Land use planning in Alberta must follow both provincial and municipal-level plans. The Municipal Government Act (MGA) provides the legislative authority for Lac La Biche County to make land use planning and development decisions within its boundaries.
Please review the information package below to help understand the subdividing process. If you are ready to move forward we would be happy to review your Rezoning Application.
You’ll want to begin by completing and submitting a subdivision application. You can submit any additional planning documentation along with the application.
Once received, your application goes through an internal review, which includes checking additional planning documents and reviewing the zoning district and land file. If the application passes the review process, the next step is to notify adjacent landowners and affected agencies about the subdivision application for comments, questions and concerns.
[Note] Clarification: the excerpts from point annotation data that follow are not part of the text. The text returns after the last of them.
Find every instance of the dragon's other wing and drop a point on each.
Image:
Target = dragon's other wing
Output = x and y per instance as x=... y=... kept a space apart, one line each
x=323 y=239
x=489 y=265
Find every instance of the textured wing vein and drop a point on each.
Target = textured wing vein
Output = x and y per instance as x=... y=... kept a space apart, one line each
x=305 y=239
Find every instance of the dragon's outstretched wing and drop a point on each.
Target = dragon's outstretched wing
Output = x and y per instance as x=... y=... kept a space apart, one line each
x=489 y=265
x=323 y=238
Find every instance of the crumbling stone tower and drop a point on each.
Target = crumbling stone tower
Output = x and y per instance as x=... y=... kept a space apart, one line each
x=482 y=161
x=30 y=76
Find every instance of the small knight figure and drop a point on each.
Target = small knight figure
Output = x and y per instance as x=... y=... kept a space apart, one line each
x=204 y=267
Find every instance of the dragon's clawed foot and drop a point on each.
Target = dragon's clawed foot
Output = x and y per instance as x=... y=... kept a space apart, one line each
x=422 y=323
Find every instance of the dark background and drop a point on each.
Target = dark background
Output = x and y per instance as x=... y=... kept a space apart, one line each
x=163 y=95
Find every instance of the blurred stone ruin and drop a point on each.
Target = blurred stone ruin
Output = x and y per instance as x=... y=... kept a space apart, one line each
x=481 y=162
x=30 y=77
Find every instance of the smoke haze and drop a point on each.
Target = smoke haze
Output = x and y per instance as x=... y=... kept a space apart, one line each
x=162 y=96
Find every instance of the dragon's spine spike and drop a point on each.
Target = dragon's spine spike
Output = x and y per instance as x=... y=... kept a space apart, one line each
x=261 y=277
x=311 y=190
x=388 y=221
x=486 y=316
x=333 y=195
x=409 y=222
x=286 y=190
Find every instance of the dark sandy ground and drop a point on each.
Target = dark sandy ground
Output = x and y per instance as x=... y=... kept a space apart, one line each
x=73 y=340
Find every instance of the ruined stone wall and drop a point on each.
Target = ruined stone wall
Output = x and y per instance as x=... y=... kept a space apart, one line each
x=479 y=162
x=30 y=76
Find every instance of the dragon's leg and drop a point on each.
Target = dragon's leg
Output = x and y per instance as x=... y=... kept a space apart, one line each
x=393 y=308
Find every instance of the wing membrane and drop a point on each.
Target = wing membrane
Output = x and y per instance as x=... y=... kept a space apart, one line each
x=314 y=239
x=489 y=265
This process takes 21 days. Any submissions arising from the notification process are submitted to the Municipal Planning Commission to consider when deciding on the application.
The Municipal Planning Commission (MPC) is a board made up of public members at large and Council members. They meet twice a month to discuss subdivision and development files. Once they render a decision on the application, each subdivision will be met with some conditions for approval. These conditions can vary. Once they are completed, the County collects a final endorsement fee and authorizes the survey plan to be registered.
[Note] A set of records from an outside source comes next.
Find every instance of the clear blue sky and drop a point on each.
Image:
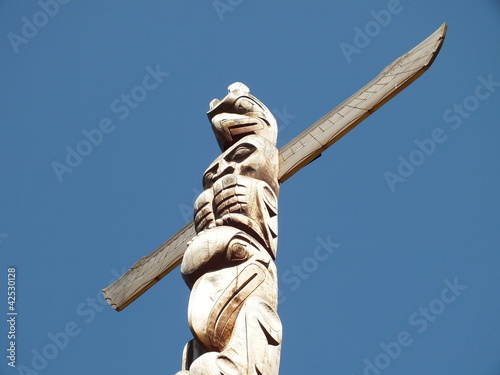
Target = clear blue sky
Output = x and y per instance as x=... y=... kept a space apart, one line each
x=413 y=267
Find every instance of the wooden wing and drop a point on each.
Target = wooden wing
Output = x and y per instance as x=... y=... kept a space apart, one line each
x=293 y=156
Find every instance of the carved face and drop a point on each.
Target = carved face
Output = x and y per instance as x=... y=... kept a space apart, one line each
x=240 y=114
x=253 y=157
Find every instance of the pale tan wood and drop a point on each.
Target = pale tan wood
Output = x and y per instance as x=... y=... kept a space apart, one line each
x=334 y=125
x=293 y=156
x=149 y=270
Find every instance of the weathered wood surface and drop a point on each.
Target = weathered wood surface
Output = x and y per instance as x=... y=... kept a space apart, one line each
x=335 y=124
x=293 y=156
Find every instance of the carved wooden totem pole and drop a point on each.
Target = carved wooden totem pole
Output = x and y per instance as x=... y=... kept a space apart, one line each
x=228 y=253
x=229 y=265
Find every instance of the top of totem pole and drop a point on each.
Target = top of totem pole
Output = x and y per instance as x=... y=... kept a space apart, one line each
x=240 y=114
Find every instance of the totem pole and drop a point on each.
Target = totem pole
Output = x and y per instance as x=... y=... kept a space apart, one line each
x=227 y=254
x=229 y=264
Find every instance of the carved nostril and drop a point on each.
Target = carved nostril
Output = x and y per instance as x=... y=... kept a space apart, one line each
x=228 y=170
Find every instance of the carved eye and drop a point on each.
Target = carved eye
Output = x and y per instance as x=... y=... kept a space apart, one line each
x=244 y=105
x=238 y=251
x=241 y=152
x=209 y=175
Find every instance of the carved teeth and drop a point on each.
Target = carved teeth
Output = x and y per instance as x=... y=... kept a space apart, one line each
x=214 y=103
A survey plan is a document that is prepared by a qualified professional showing the measurements and dimensions of existing and new parcel boundaries. Lac La Biche County will accept a surveyed plan or a descriptive plan. A surveyed plan will identify exact surveyed boundaries and lot dimensions by way of pins. A descriptive plan is a mete and bounds description of the area to be separated from the original title.
Once the survey plan is registered at the Land Titles Office, the subdividing process is complete.